L’entreprise spatiale Rocket Lab, connue pour sa fusée légère Electron, joue une carte majeure de son avenir avec le développement de son nouveau lanceur de classe moyenne, baptisé Neutron.

Ce projet ambitieux vise à positionner la société sur le marché très compétitif des lancements de constellations de satellites. Cependant, le chemin vers la réutilisation est semé d'embûches, comme vient de le rappeler un récent incident.

Le 21 janvier, un test crucial s'est soldé par une rupture structurelle du réservoir du premier étage de la fusée, un événement qui, sans être une catastrophe, force l'entreprise à revoir ses plans.

Un test de pression aux conséquences inattendues

L'incident s'est produit lors d'un test de pression hydrostatique, une procédure standard dans l'industrie aérospatiale. Elle consiste à remplir le réservoir d'eau et à augmenter la pression bien au-delà des niveaux nominaux de vol pour en valider la robustesse et les marges de sécurité.

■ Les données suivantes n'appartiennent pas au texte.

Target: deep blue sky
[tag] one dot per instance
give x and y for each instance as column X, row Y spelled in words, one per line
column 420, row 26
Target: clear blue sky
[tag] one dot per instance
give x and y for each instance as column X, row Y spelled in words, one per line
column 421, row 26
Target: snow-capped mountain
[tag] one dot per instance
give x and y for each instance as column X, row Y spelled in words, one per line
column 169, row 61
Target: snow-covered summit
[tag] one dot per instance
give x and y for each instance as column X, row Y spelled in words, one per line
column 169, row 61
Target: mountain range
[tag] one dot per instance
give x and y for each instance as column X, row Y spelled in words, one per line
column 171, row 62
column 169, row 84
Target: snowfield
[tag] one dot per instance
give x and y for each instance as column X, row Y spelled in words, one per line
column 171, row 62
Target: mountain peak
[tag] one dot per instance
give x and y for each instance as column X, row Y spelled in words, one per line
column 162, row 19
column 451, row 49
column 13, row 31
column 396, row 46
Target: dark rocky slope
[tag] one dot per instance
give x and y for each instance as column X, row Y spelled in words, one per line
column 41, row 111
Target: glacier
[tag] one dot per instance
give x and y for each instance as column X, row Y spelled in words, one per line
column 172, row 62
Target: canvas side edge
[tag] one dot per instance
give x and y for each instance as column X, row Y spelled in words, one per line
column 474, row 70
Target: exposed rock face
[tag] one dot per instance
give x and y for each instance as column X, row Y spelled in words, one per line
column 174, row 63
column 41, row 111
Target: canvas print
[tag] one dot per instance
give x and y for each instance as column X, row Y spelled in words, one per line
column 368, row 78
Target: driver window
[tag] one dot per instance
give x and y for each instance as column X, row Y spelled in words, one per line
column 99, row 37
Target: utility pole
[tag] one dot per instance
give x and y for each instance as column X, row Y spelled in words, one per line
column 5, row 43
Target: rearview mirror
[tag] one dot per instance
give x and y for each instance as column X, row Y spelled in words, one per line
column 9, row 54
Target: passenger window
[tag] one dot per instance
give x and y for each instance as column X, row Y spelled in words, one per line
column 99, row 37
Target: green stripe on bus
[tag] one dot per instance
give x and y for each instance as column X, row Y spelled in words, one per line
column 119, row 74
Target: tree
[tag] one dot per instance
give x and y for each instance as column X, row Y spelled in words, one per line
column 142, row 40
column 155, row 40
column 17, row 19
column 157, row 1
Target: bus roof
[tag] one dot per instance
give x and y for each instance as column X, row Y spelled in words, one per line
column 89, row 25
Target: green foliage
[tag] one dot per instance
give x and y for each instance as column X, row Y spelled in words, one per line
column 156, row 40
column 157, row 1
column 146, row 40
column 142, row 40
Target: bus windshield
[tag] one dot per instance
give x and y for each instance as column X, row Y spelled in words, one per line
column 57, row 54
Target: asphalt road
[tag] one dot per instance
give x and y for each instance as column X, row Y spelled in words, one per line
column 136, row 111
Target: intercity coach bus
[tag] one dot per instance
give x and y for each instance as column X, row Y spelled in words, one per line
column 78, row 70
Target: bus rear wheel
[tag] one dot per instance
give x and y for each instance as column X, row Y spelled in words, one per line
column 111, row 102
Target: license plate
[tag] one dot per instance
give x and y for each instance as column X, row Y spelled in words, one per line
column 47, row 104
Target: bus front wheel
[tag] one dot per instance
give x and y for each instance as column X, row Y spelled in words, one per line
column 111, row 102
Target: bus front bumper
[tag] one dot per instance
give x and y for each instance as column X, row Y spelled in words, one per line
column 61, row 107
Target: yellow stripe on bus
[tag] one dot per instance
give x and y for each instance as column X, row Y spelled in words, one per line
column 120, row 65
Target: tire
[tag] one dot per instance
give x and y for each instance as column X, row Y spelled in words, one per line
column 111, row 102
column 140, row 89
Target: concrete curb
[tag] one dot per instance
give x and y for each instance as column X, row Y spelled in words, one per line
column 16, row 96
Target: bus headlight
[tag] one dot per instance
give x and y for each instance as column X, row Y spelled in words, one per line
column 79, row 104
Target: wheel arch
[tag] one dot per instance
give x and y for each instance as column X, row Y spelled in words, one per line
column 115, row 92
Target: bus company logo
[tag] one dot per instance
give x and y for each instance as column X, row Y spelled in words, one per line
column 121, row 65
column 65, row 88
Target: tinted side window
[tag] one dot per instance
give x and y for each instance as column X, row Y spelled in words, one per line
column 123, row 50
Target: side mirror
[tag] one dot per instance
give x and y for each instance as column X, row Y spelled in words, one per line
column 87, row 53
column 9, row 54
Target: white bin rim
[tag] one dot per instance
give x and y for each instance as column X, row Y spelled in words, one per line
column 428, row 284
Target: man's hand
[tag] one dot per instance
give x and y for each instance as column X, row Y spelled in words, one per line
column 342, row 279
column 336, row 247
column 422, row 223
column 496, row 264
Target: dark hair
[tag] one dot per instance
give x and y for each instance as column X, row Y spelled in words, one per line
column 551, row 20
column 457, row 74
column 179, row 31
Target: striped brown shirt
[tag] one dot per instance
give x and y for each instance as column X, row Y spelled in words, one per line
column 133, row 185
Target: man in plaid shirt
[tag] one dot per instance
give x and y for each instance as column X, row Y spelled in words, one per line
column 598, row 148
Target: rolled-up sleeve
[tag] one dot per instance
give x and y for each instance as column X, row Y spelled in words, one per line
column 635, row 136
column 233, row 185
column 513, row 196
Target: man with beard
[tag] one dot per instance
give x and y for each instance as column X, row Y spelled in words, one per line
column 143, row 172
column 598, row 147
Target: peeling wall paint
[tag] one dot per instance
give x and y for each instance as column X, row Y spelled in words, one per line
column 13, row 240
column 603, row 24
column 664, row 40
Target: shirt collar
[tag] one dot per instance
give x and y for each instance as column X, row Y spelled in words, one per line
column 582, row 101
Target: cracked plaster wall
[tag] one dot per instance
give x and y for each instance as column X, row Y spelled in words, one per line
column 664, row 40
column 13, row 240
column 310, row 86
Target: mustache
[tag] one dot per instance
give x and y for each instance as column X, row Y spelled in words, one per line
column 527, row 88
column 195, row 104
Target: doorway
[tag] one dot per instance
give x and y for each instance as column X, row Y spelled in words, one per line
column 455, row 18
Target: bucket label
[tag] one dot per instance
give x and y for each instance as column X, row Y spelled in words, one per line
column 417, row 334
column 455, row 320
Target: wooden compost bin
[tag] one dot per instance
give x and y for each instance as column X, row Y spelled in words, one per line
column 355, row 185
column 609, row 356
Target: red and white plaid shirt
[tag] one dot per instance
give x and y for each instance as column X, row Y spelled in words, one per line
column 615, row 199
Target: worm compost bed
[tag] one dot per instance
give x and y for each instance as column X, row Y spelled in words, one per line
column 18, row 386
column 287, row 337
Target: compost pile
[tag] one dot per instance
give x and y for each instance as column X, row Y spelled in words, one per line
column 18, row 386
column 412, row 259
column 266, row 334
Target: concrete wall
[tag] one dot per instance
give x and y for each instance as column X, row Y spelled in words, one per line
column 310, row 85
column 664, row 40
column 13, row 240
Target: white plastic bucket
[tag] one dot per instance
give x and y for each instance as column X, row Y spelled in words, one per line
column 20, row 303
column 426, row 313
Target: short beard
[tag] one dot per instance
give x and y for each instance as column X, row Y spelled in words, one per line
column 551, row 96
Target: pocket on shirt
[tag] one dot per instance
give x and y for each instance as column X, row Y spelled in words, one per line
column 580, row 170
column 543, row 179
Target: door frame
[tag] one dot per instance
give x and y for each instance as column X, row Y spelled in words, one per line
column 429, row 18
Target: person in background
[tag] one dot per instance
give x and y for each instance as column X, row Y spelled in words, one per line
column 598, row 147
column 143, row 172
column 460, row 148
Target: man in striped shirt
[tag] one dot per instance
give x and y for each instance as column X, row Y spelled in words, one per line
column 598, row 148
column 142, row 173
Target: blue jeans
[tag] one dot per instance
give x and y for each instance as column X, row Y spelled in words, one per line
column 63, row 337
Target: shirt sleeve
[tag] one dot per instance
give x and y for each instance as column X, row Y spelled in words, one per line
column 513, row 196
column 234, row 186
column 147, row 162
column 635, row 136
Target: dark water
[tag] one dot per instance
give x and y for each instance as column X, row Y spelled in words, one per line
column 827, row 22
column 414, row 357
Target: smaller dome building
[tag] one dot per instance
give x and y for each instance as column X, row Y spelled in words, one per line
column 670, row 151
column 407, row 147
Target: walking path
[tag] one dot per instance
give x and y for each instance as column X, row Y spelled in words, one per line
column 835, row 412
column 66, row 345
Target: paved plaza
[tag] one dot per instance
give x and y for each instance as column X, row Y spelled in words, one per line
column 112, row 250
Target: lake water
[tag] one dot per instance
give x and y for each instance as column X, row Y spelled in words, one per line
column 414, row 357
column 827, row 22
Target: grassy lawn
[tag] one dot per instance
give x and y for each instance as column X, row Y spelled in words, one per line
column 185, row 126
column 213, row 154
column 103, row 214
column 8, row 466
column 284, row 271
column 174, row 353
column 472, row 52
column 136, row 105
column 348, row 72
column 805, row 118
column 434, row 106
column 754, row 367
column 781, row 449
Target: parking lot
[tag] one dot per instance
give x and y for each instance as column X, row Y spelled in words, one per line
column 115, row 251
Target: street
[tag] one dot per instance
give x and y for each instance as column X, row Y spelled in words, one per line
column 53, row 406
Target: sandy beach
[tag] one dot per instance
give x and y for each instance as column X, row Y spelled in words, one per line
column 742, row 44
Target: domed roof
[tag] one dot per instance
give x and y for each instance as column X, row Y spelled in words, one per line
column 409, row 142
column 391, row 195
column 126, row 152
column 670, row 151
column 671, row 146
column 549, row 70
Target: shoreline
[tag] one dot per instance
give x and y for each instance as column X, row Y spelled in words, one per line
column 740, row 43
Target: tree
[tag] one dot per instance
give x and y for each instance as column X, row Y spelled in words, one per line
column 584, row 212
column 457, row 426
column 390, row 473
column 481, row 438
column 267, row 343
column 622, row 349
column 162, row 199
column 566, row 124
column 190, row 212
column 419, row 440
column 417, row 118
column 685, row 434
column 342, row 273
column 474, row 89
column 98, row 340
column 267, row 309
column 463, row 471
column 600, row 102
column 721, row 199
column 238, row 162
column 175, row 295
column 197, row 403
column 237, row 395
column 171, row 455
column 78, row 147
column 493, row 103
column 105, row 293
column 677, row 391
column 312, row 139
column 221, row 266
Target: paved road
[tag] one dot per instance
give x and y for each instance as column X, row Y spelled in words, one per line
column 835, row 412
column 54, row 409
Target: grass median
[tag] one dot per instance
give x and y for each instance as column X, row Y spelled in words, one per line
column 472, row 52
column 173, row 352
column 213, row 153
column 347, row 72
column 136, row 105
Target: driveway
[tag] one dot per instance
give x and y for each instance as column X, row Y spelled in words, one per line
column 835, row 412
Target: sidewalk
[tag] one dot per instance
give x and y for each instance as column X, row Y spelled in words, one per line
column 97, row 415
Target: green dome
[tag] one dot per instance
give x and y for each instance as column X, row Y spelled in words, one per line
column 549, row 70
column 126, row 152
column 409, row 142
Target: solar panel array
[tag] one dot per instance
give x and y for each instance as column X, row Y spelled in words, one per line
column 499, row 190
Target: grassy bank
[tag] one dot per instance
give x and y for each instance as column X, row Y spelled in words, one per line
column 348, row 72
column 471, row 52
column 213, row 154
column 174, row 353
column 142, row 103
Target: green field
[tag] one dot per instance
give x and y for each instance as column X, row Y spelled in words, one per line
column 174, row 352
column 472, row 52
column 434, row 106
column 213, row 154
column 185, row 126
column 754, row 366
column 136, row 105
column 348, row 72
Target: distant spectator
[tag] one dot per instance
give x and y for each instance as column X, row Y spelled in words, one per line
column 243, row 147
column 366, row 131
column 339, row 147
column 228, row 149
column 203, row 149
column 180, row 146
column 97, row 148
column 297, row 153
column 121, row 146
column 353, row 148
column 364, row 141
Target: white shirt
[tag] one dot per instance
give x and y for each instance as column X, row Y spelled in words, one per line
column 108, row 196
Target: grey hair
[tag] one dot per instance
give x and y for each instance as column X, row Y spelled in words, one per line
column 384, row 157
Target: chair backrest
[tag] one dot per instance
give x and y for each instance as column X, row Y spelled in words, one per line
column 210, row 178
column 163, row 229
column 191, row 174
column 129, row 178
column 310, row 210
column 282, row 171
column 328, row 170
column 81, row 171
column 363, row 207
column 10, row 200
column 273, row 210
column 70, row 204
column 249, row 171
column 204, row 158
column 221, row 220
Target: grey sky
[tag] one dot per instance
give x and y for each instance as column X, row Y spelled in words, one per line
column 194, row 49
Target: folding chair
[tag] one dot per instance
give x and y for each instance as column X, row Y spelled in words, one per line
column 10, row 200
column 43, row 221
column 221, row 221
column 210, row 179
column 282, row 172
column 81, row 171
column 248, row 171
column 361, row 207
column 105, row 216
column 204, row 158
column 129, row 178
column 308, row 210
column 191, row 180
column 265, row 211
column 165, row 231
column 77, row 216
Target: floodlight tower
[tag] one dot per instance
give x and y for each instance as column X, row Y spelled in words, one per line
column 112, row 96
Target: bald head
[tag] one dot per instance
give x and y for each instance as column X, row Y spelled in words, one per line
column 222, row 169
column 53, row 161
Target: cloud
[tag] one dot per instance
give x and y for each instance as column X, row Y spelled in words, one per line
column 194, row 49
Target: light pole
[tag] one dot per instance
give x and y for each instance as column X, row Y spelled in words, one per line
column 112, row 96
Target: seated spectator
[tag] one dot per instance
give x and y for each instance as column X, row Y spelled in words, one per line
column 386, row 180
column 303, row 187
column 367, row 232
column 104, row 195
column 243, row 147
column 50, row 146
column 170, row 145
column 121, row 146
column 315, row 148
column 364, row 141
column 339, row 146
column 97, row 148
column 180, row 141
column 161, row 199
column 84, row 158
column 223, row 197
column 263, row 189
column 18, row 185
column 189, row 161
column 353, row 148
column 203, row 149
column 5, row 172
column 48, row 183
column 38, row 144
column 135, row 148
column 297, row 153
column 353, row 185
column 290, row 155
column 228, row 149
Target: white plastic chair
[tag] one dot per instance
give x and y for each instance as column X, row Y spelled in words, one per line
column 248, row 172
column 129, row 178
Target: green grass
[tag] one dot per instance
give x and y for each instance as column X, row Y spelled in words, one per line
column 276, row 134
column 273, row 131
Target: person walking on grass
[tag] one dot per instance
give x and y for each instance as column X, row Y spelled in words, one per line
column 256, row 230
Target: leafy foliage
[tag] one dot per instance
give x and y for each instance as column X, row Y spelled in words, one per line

C’est durant cette épreuve de force que la structure a cédé dans les installations de l'entreprise au Maryland. Selon la communication officielle de Rocket Lab, ce type de défaillance n'est pas inhabituel durant les phases de qualification, où les équipements sont intentionnellement poussés à leurs limites.

Rocket Lab Neutron barge return on investment

La société s'est voulue rassurante, affirmant qu'il n'y avait eu "aucun dommage significatif" ni aux infrastructures de test ni aux installations environnantes. Plus important encore pour la suite du programme, la production du prochain réservoir du premier étage était déjà en cours.

L'équipe d'ingénieurs se concentre désormais sur l'analyse des données recueillies lors du test pour comprendre précisément les raisons de la rupture et apporter les corrections nécessaires au design ou au processus de fabrication.

Quel impact sur le calendrier de Neutron ?

La question qui brûle les lèvres des observateurs et des investisseurs est celle de l'impact sur le calendrier. Le premier vol de Neutron avait déjà été repoussé à 2026, et Peter Beck, le PDG de l'entreprise, avait lui-même reconnu que ce planning ne tolérait que peu d'imprévus majeurs.

Cet échec de qualification constitue un contretemps notable qui pourrait potentiellement entraîner un nouveau report. L'annonce de l'incident n'a d'ailleurs pas manqué de provoquer une réaction sur les marchés, avec une baisse de plus de 4 % de l'action RKLB dans les échanges après la clôture.

rocket Lab Neutron

Coiffre Hungy Hippo de la fusée Neutron de Rocket Lab

Les conséquences financières et calendaires précises restent à déterminer. Rocket Lab a promis de fournir une mise à jour détaillée lors de sa prochaine conférence téléphonique sur les résultats financiers, prévue en février.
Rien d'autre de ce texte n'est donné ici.